14. D’une part, il ressort des pièces du dossier que l’implantation des ombrières en limite sud du terrain d’assiette n’a pas été modifiée par le permis de construire modificatif contesté. D’autre part, l’axe de la voie s’entend de la ligne médiane de la voie publique et non de sa limite nord et les ombrières sont implantées à plus de 10 mètres de cet axe. Il suit de là que le moyen tiré de la méconnaissance des dispositions de l’article A6 du règlement du plan local d’urbanisme doit être écarté.
15. En quatrième lieu, les requérants soutiennent que les dispositions précitées de l’article 2.4.4 du règlement du plan local d’urbanisme sont méconnues dès lors que le permis modificatif prévoit l’implantation d’une citerne dans la bande des 30 mètres inconstructibles autour de chaque zone naturelle. Il ressort toutefois des pièces du dossier que la citerne projetée est une citerne dite « souple » qui ne présente pas les caractéristiques d’une construction au sens du règlement du plan local d’urbanisme.
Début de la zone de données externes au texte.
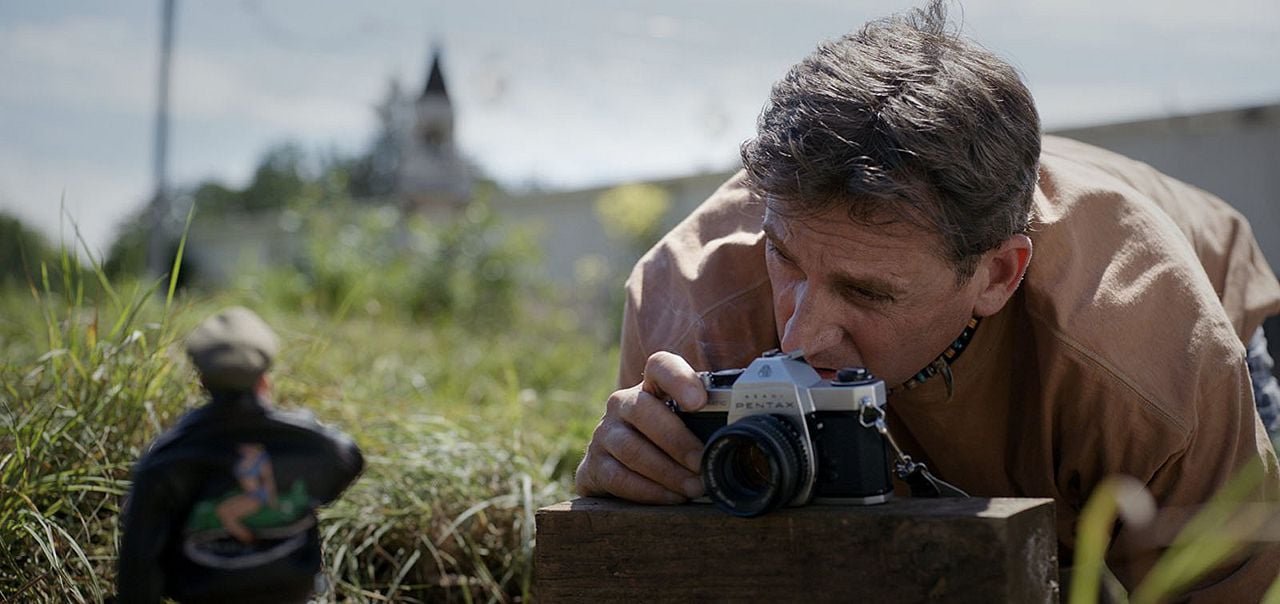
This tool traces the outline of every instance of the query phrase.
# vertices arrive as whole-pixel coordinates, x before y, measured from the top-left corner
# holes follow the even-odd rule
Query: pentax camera
[[[771,351],[746,369],[701,373],[707,405],[676,410],[706,445],[707,495],[734,516],[893,495],[888,449],[868,420],[883,408],[884,381],[863,368],[824,380],[801,355]]]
Il s’ensuit que le moyen tiré de la méconnaissance des dispositions de l’article 2.4.4 du règlement du plan local d’urbanisme par le permis de construire modificatif doit être écarté.
16. Il résulte de tout ce qui précède, sans qu’il soit besoin de se prononcer sur les fins de non-recevoir opposées en défense, que les requérants ne sont pas fondés à demander l’annulation des arrêtés qu’ils contestent.
Sur les frais du litige :
17. Il y a lieu, dans les circonstances de l’espèce, de rejeter l’ensemble des conclusions des parties présentées au titre de l’article L. 761-1 du code de justice administrative.
D E C I D E :
Article 1er : La requête de M. et Mme A est rejetée.
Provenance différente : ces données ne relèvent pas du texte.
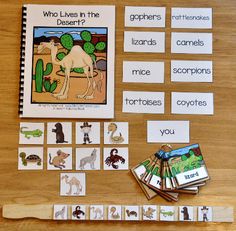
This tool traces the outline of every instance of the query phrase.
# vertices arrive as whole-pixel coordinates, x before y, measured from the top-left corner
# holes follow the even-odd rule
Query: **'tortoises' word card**
[[[171,28],[212,28],[212,8],[172,8]]]
[[[123,112],[164,114],[164,92],[123,91]]]
[[[165,7],[125,7],[126,27],[165,27]]]
[[[189,121],[147,121],[148,143],[189,143]]]
[[[164,62],[123,62],[123,82],[164,83]]]
[[[213,115],[214,95],[213,93],[172,92],[171,113]]]
[[[171,33],[171,53],[212,54],[212,33]]]
[[[165,52],[165,32],[124,32],[125,52]]]
[[[212,61],[171,61],[172,82],[212,82]]]

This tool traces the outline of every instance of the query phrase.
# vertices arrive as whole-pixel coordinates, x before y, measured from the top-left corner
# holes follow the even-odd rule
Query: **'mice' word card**
[[[171,33],[171,53],[212,54],[212,33]]]
[[[125,7],[126,27],[165,27],[165,7]]]
[[[165,32],[124,32],[125,52],[165,53]]]
[[[123,62],[123,82],[164,83],[164,62]]]
[[[172,8],[171,28],[212,28],[212,8]]]
[[[213,93],[172,92],[171,113],[213,115],[214,95]]]
[[[123,112],[164,114],[164,92],[123,91]]]
[[[189,143],[189,121],[147,121],[148,143]]]

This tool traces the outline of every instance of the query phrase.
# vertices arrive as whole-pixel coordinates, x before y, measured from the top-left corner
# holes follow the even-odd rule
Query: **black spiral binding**
[[[20,91],[19,91],[19,115],[20,117],[22,117],[23,115],[26,16],[27,16],[27,8],[23,6],[22,7],[22,21],[21,21],[21,54],[20,54]]]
Article 2 : Le surplus des conclusions des parties est rejeté.
Article 3 : Le présent jugement sera notifié à M. et Mme D et E A, à M. C B et à la commune de Cosne-d’Allier.
Délibéré après l’audience du 5 juin 2025, à laquelle siégeaient :
Mme Bentéjac, présidente,
Mme Corvellec, première conseillère,
M. Nivet, conseiller.
Rendu public par mise à disposition au greffe le 19 juin 2025.
Le rapporteur,
C. NIVET
La présidente,
C. BENTÉJAC
La greffière,
C. PETIT
La République mande et ordonne au préfet de l’Allier en ce qui le concerne ou à tous commissaires de justice à ce requis en ce qui concerne les voies de droit commun contre les parties privées de pourvoir à l’exécution de la présente décision.